Why do objects sometimes fall on their own?
This will be a conceptual answer essentially without math although basically everything I say here can be made mathematically rigorous by way of the potential energy function and the concept of a local minimum of such a function.
There can be a large number of reasons for the phenomenon you describe, but all of the reasons I can think of boil down to the following:
When you set the object down, it stays there, at least initially, because it is in a position of stable mechanical equilibrium.
This basically means that if you consider all of the configurations of the object that are sufficiently close to its initial one, the net force on the object is such that if it is in any of these nearby configurations (which form what I'll call the "stability neighborhood"), then it will be pushed back to the initial configuration. However, if you perturb the object too much, then it will no longer be pushed back or stay where it is, it will be pushed away instead. If his happens, then it might reach another point of stable mechanical equilibrium, or it may "run away" completely.

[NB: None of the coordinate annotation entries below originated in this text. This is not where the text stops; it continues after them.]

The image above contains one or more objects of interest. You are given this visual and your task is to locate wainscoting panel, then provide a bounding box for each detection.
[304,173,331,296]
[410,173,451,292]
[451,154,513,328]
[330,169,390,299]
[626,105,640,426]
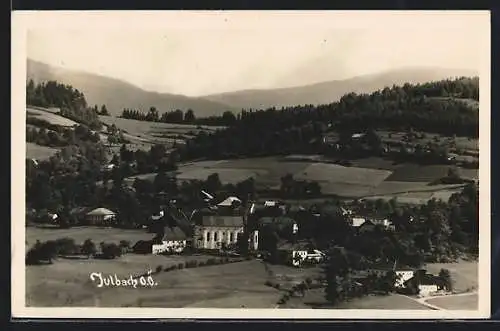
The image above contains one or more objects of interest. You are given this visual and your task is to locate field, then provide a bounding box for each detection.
[26,226,153,247]
[26,107,78,127]
[26,142,59,160]
[99,116,223,149]
[118,156,478,204]
[26,260,279,308]
[426,261,479,293]
[280,289,430,310]
[426,293,479,310]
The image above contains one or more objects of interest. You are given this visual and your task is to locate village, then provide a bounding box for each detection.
[28,190,458,297]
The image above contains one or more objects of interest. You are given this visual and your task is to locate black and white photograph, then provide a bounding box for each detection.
[11,11,490,319]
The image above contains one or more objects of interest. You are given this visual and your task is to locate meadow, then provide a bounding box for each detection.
[26,260,280,308]
[26,142,59,160]
[26,226,153,247]
[164,156,478,204]
[425,293,479,310]
[280,288,430,310]
[26,107,78,127]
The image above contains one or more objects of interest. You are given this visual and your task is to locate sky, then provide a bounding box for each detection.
[25,11,489,96]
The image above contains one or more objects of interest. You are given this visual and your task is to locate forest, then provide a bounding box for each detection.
[26,80,103,130]
[180,78,479,162]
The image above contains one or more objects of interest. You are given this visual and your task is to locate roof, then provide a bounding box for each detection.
[217,197,241,207]
[351,133,365,139]
[258,216,295,226]
[278,242,311,251]
[87,207,116,216]
[163,226,187,240]
[264,200,277,207]
[352,217,366,227]
[69,207,90,215]
[404,274,443,285]
[201,215,243,227]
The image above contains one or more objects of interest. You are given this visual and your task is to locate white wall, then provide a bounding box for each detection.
[292,251,307,267]
[418,285,438,297]
[395,270,414,287]
[152,240,186,254]
[195,226,243,249]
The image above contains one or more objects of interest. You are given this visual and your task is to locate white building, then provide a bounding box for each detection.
[85,208,116,225]
[152,226,187,254]
[395,270,415,287]
[217,197,241,207]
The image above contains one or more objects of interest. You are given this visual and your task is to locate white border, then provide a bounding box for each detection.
[11,11,491,319]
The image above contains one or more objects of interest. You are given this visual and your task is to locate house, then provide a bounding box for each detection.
[368,262,425,288]
[101,163,115,171]
[278,242,324,267]
[217,197,241,207]
[257,216,299,234]
[151,226,187,254]
[69,207,91,224]
[351,132,366,139]
[85,207,116,225]
[193,215,244,249]
[349,214,394,231]
[404,273,444,297]
[47,213,59,222]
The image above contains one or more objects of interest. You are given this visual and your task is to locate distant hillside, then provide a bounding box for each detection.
[27,60,234,117]
[204,68,478,109]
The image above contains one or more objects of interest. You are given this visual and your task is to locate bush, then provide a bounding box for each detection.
[101,242,122,259]
[305,277,312,288]
[119,240,130,252]
[81,239,97,257]
[55,238,76,255]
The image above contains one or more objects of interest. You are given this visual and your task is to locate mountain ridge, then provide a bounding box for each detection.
[26,59,477,117]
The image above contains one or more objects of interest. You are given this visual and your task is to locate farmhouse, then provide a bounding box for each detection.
[194,215,244,249]
[85,207,116,225]
[217,197,241,207]
[257,216,299,234]
[278,242,324,267]
[193,213,259,250]
[344,214,394,231]
[69,207,92,224]
[404,273,444,297]
[151,226,187,254]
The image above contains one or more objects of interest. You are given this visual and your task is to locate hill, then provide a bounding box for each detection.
[27,59,234,117]
[204,67,477,109]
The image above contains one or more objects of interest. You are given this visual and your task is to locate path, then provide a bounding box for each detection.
[399,291,477,310]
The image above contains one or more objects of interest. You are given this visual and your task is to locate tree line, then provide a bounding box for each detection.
[120,107,237,126]
[26,79,103,130]
[175,78,479,162]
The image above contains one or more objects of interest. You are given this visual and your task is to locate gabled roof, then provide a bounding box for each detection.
[217,197,241,207]
[404,274,443,286]
[352,217,366,227]
[163,226,187,241]
[69,207,91,215]
[278,241,312,251]
[258,216,295,226]
[87,207,116,216]
[201,215,243,227]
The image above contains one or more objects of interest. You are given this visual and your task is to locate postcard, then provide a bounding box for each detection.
[11,11,491,319]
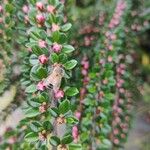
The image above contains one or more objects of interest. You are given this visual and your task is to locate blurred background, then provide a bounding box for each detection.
[0,0,150,150]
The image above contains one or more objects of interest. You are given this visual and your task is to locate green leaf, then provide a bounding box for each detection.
[61,23,72,32]
[59,100,70,114]
[65,87,79,96]
[62,45,75,54]
[25,108,40,118]
[30,121,42,132]
[36,66,48,79]
[49,136,60,146]
[50,53,59,63]
[25,84,37,93]
[24,132,38,143]
[61,135,73,144]
[64,59,78,70]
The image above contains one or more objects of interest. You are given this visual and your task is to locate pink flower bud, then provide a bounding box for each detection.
[22,5,29,14]
[102,79,108,84]
[75,111,81,119]
[47,5,55,14]
[52,23,60,32]
[52,42,62,53]
[38,54,48,64]
[72,126,78,142]
[36,2,44,11]
[38,40,47,48]
[36,14,45,25]
[54,90,64,99]
[37,81,46,91]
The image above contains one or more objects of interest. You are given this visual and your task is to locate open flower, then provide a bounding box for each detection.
[36,2,44,11]
[72,126,78,143]
[52,23,60,32]
[47,5,55,14]
[36,14,45,25]
[52,42,62,53]
[37,81,46,91]
[54,90,64,99]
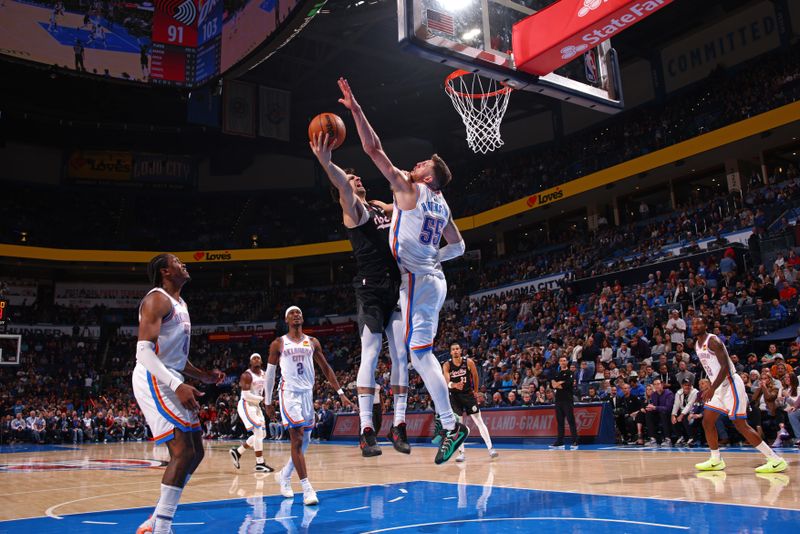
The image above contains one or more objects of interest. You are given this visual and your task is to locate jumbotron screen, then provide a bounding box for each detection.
[0,0,305,87]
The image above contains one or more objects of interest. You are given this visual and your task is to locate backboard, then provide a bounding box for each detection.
[397,0,623,113]
[0,334,22,365]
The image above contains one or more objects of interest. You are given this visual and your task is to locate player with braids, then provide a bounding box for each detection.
[133,254,225,534]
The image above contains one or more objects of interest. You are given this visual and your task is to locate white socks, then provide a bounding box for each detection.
[153,484,183,534]
[356,325,383,432]
[282,431,311,478]
[358,393,377,432]
[394,393,408,426]
[470,412,492,449]
[756,441,779,458]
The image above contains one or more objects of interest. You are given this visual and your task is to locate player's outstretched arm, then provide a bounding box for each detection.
[136,292,204,409]
[338,78,415,193]
[308,133,363,228]
[311,337,353,409]
[439,216,466,262]
[264,338,283,417]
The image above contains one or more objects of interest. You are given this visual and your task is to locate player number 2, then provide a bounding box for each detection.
[419,216,444,245]
[167,26,183,43]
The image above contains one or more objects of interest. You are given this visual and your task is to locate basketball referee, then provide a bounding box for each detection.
[550,356,578,449]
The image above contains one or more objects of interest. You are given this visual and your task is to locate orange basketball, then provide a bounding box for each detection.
[308,113,347,150]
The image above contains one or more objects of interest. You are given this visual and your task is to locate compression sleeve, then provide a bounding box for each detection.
[264,363,277,406]
[136,341,183,391]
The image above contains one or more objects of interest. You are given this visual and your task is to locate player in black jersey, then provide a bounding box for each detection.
[310,134,411,456]
[442,343,498,462]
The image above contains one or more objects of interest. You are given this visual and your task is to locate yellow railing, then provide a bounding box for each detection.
[0,102,800,263]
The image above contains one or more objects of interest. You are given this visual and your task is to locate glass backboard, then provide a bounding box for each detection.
[398,0,623,113]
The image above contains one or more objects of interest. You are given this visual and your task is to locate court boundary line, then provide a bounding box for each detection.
[0,480,384,525]
[361,516,691,534]
[416,480,800,513]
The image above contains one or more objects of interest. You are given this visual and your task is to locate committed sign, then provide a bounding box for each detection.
[511,0,672,76]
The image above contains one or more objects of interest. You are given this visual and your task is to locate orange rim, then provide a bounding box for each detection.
[444,69,514,99]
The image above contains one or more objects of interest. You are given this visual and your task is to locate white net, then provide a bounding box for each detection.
[445,71,511,154]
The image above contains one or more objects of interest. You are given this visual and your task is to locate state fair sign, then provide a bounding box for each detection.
[511,0,672,76]
[469,271,572,300]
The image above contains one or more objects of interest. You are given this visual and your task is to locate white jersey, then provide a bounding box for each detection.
[694,334,736,384]
[242,369,267,404]
[389,184,450,275]
[280,335,314,391]
[139,287,192,373]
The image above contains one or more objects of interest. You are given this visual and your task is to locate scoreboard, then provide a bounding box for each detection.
[150,0,223,86]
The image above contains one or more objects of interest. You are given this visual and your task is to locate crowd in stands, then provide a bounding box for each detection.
[0,45,800,250]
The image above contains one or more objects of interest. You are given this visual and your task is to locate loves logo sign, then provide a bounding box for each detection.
[192,250,233,261]
[526,187,564,208]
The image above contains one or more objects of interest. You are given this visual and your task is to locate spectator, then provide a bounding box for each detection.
[666,309,686,344]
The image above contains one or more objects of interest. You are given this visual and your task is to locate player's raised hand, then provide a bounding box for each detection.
[175,382,205,410]
[308,132,335,167]
[203,369,225,384]
[337,78,360,111]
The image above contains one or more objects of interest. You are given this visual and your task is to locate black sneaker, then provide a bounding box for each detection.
[255,463,275,473]
[372,404,383,434]
[388,423,411,454]
[230,447,242,469]
[359,428,383,458]
[434,423,469,464]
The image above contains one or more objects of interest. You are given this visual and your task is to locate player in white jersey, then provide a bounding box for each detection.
[692,317,787,473]
[339,78,476,464]
[133,254,225,534]
[230,353,274,473]
[266,306,353,506]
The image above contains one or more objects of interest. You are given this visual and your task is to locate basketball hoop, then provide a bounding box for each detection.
[444,70,512,154]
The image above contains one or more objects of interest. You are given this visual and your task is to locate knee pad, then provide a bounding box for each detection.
[356,325,383,389]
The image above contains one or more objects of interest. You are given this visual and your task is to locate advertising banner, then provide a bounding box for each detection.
[331,404,614,443]
[512,0,672,76]
[469,272,572,300]
[54,282,150,308]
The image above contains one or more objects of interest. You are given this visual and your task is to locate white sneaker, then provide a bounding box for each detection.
[303,490,319,506]
[275,471,294,499]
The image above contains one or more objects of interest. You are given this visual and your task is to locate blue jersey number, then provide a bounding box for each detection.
[419,216,444,246]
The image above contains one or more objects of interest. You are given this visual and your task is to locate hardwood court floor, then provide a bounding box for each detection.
[0,441,800,532]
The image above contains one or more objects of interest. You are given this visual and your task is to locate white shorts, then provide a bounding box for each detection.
[236,399,264,432]
[705,374,749,419]
[278,383,314,430]
[400,273,447,352]
[133,363,202,444]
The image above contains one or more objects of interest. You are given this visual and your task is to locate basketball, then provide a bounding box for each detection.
[308,113,347,150]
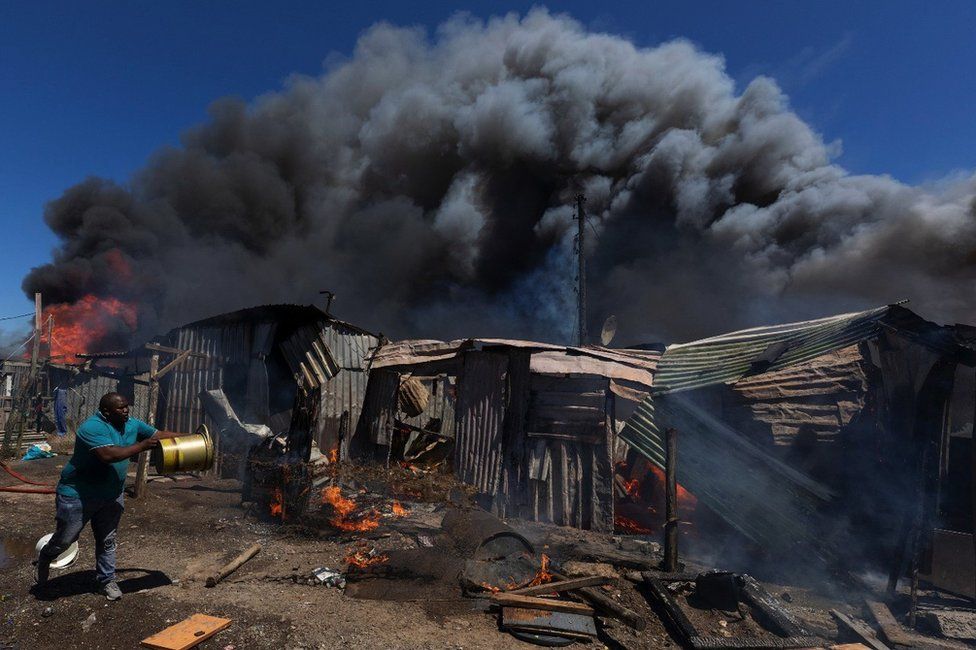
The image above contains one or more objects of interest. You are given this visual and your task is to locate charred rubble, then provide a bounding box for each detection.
[4,305,976,648]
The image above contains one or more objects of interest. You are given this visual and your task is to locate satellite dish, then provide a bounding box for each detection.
[600,314,617,347]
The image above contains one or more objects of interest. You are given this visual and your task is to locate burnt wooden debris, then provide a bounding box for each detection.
[644,575,821,650]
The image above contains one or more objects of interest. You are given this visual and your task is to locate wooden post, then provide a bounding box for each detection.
[31,293,43,373]
[135,352,159,499]
[4,293,43,455]
[664,427,678,573]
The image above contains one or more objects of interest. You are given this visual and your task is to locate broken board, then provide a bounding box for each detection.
[501,607,596,641]
[140,614,231,650]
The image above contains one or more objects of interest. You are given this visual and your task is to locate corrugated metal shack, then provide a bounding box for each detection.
[158,305,378,466]
[0,360,149,432]
[621,305,976,584]
[354,339,659,530]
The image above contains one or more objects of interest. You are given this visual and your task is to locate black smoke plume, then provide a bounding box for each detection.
[23,10,976,343]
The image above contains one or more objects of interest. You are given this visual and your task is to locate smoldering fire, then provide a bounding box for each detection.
[24,10,976,354]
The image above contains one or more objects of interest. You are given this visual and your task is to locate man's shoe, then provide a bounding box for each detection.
[98,580,122,600]
[34,559,51,587]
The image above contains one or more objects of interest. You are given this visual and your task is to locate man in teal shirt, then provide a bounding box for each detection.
[35,393,183,600]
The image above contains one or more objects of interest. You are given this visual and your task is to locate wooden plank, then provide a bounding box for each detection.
[525,431,603,445]
[207,544,261,587]
[552,573,647,630]
[830,609,891,650]
[501,607,597,641]
[864,599,914,646]
[491,592,593,616]
[528,418,604,437]
[140,614,232,650]
[508,576,611,596]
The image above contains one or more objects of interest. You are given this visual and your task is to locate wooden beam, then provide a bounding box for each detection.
[491,592,593,616]
[505,576,611,596]
[206,544,261,587]
[552,572,647,630]
[133,353,159,499]
[153,350,190,381]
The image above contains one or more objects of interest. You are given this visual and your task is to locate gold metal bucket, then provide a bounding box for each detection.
[152,424,214,474]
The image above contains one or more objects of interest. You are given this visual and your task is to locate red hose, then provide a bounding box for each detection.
[0,485,56,494]
[0,460,54,484]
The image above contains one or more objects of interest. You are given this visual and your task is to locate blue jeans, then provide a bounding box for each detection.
[38,494,125,584]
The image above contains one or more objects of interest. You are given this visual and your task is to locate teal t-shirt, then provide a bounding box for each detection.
[58,413,156,499]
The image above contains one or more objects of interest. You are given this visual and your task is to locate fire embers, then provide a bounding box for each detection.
[613,458,698,535]
[322,485,380,532]
[268,488,284,519]
[343,544,390,569]
[43,294,138,361]
[467,553,553,594]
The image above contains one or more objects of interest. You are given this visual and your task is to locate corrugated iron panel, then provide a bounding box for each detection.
[319,321,379,370]
[722,346,868,445]
[653,307,890,395]
[316,370,369,457]
[454,352,508,496]
[620,395,832,557]
[399,375,455,437]
[350,369,400,450]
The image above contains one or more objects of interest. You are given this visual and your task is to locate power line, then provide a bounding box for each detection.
[0,312,34,320]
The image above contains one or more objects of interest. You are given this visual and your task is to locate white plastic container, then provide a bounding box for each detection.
[34,533,78,569]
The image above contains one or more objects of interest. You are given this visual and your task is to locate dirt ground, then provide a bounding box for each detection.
[0,456,860,650]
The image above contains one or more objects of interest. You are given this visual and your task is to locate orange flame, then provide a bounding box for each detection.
[322,485,380,531]
[651,465,698,514]
[44,294,138,357]
[343,548,390,569]
[529,553,552,587]
[271,488,284,517]
[623,478,640,500]
[613,515,654,535]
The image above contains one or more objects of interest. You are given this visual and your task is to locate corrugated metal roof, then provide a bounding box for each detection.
[653,306,890,395]
[372,339,661,387]
[722,345,868,445]
[620,395,831,555]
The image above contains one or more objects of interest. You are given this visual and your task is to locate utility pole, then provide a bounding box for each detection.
[576,194,586,346]
[31,293,43,375]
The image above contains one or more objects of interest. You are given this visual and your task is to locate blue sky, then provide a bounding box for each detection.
[0,0,976,327]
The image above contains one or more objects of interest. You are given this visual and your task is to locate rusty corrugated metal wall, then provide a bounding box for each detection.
[454,351,508,496]
[316,321,379,458]
[721,345,870,446]
[343,369,400,457]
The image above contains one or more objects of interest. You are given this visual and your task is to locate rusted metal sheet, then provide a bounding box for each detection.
[454,351,508,496]
[526,374,613,530]
[319,320,379,370]
[722,345,870,445]
[653,307,889,395]
[399,375,457,438]
[343,369,400,456]
[316,370,369,457]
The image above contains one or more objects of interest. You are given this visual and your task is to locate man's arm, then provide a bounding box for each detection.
[92,431,186,463]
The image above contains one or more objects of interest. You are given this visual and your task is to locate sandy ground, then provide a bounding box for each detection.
[0,458,530,650]
[0,457,868,650]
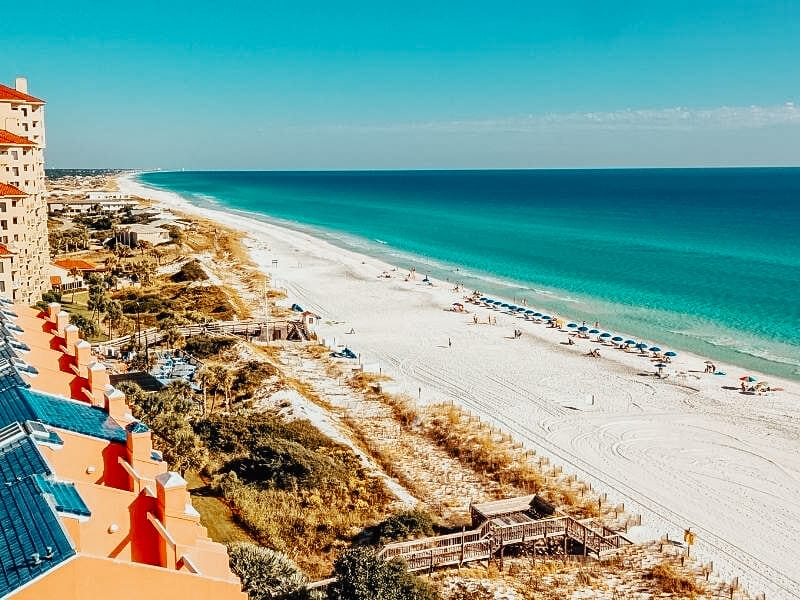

The main point here that answers your question is that mechanical equilibrium is a local notion. This is captured by the fact that if you displace the object too much, then it will "fall over" to another local equilibrium point or otherwise completely leave the vicinity of it's initial configuration.
How does this answer your question? Well, if an object is in one of these configurations of stable equilibrium for long enough, then chances are that one of the following will happen
Case 1. At some point some external agent exerts a large enough perturbation on the object that its configuration leaves the neighborhood in which it will be restored to its initial configuration.
Case 2. Small perturbations build up over time and kick the object from one stable configuration to another (or to an unstable configuration) so that at some late enough time, the stability neighborhood of the object is right next to a position which would cause the object to move far away from its initial, stable configuration, (or the object would just run far away from the original stability neighborhood).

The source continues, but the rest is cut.